Let $f\in C_c^\infty(\mathbb R^3)$. I so far did not see why the following inequality holds:
$$\int_{\mathbb R^3} \lvert \Delta f(x) \rvert \, dx \leq C\sum_{i,j} \lVert \partial_{x_i} \partial_{x_j} f \rVert_1.$$
I only got to the point where $$\int_{\mathbb R^3} \lvert \Delta f(x) \rvert \, dx = \int_{\mathbb R^3} \left (\overline{\Delta f(x)} \Delta f(x) \right)^{1/2} \, dx = \int_{\mathbb R^3} \left (\sum_{i,j} \overline{\partial^2_{x_i}f(x)} \partial ^2_{x_j}f(x) \right)^{1/2} \, dx.$$ How does one proceed from here, i.e. how do the mixed derivatives come in?

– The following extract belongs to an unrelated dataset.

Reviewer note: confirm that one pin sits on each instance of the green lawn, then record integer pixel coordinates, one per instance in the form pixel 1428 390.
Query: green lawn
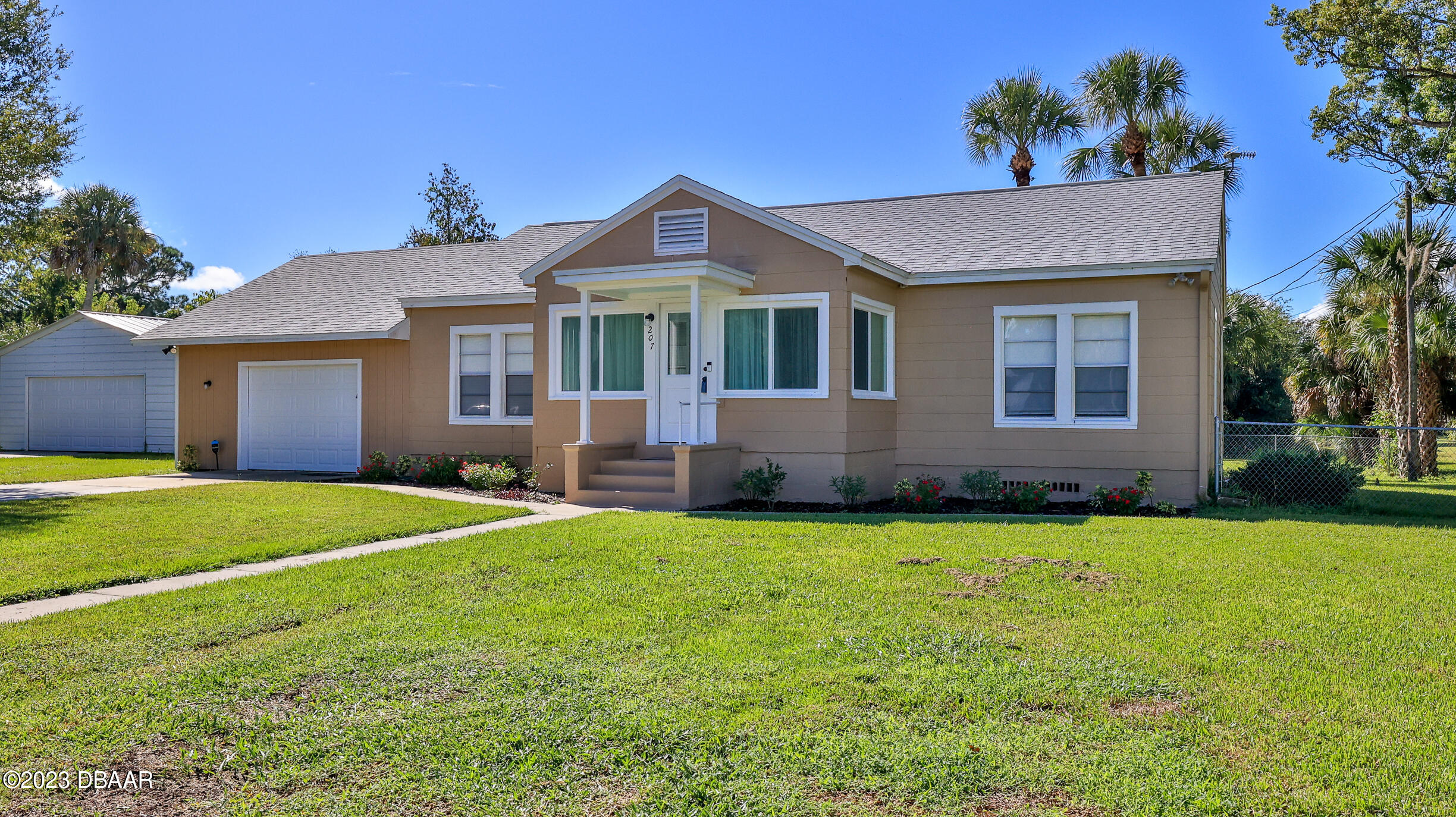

$|\Delta f(x)|\leq \sum_{i=1}^3 |\partial^2_{x_i} f(x)|$ by the triangle inequality and clearly, $\sum_{i=1}^3 |\partial^2_{x_i} f(x)|\leq \sum_{i,j=1}^3 |\partial_{x_i}\partial_{x_j} f(x)|,$ since the latter sum simply has some new, added terms. Now, apply linearity of integrals.